The light gun game, a genre so cruelly lost to time, yet so fantastically satisfying on a deep and primal gaming level. It’s unfair that the advent of High Definition displays all but killed this qtype of game for the masses, just like a precision “Justice Shot” instantly debilitating it.
Sure, modern solutions like Sinden are available, but they’re not mainstream, and with arcades also reduced massively from the era when the light gun was en-vogue, there’s little chance of the genre making a comeback.
But there was a time when it was king. Well, perhaps not king, but it was very prominent. Every games system seemed to have a gun, from the Master System Light Phaser and NES Zapper, to gargantuan Menacer and Super Scope of the Mega Drive and SNES respectively. Even the C64 and Spectrum had light guns and a handful of titles that took advantage of them.
But it was the 32-bit era where I feel we seemingly hit the genres high point. Sure we’d had the likes of Lethal Enforcers, Operation Wolf and Duck Hunt in the past, but once the arcade saw the release of the seminal Virtua Cop, the genre exploded seemingly everywhere. From Time Crisis to Point Blank to The House of the Dead, they all owed a debt of gratitude to Virtua Cop.
So it’s only right that when Sega’s light gun arcade hits came home, they came back to the best gun peripheral ever made: The Virtua Gun, or Sega Stunner as it was known in the US.
The concept was simple, take the Virtua Gun from the arcade, and adapt it to console form. That was it, but my goodness did that simplicity give us superb refinement.
The Saturn was built for the light gun. It may have taken just short of a year after the Japanese launch, but a port of Virtua Cop, the arcade version of which was just a few months older than the Saturn, was always planned. As such, the key to the gun’s success is in the consoles chunky joypad ports.

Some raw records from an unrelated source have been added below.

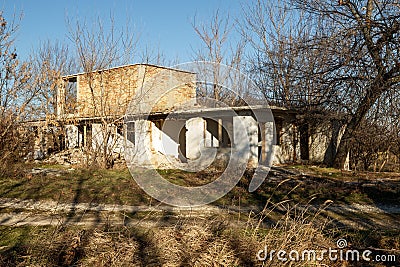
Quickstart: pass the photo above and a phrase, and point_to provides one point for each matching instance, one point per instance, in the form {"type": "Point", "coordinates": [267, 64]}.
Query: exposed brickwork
{"type": "Point", "coordinates": [109, 92]}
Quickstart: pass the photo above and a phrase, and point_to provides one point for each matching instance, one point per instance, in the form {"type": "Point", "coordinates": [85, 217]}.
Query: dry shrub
{"type": "Point", "coordinates": [106, 249]}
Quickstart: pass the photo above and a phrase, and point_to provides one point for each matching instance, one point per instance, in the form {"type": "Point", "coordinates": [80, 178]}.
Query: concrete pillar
{"type": "Point", "coordinates": [241, 140]}
{"type": "Point", "coordinates": [194, 137]}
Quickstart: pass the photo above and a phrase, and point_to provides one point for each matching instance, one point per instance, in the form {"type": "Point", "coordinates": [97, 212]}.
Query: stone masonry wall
{"type": "Point", "coordinates": [109, 92]}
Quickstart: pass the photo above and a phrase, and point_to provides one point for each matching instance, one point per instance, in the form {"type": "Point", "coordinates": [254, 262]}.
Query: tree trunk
{"type": "Point", "coordinates": [365, 105]}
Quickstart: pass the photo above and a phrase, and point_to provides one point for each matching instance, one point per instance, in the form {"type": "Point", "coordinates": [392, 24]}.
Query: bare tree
{"type": "Point", "coordinates": [369, 32]}
{"type": "Point", "coordinates": [219, 49]}
{"type": "Point", "coordinates": [342, 56]}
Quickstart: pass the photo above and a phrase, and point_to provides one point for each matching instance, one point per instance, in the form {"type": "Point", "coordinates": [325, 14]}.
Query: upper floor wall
{"type": "Point", "coordinates": [108, 92]}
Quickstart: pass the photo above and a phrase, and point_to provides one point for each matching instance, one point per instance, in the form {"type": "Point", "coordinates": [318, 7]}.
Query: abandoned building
{"type": "Point", "coordinates": [170, 125]}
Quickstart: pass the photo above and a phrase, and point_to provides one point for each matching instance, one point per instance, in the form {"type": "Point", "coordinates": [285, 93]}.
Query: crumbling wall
{"type": "Point", "coordinates": [109, 92]}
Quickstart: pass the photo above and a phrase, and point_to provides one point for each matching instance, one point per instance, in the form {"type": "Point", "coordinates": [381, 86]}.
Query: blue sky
{"type": "Point", "coordinates": [163, 25]}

The controller ports were designed to have light gun support from the off, the hardware built so to pass that important gun data directly to the video signal. No additional solution was required like the Gun-Con’s extra RCA cable, the Saturn solution was simple, elegant and accurate.
Virtua Cop 1 and 2 can claim to be superb ports on the system, and their appeal is amplified many times by the quality of the Stunner. They remain must haves to this day if you have a Saturn and CRT display.
But it’s the lesser games that become superior when paired with the exquisiteness of the Virtua Gun that really highlight the peripherals strengths.
The disappointing House of the Dead port becomes hugely more enjoyable with Sega’s firearm. The muddy textures and a low frame rate could spoil the experience outright, but so good is the Saturn’s light gun that plugging it in makes it feel as if the arcade was in your home, and is probably the sole reason why that port is one of my favourite light gun games of the generation. All the blemishes of the port fade away when you have a bona-fide Zombie shooting gallery at your disposal.
Die Hard Trilogy was one of the biggest litmus tests for me in the 90s. The Saturn version of Die Harder in the compilation has the propensity to turn into a slide show frame rate wise, but the Stunner works so beautifully with it that it surpasses the comparably smooth PS1 original with ease in terms of fun factor. By comparison, the PS1 light guns (I’m looking at you, Predator) at the time were dreadful, and made trying to be a crack shot a crap shoot.
When I endeavoured to get a CRT TV a few years ago, it was the Saturn gun that was the driving factor. How I yearned to play the titles I mentioned on this list, from Virtua Cop to House of the Dead, and still today I’m in the hunt for Maximum Force, Area 51, Mighty Hits and more that take advantage of the sublime shooter.
To me, it is the greatest light gun of all time. Even the G-Cons and Dreamcast guns that came later pale against its beauty and execution.
If ever Light Guns make a return, I only hope Sega can furnish us with a replica that nears the Stunners perfection.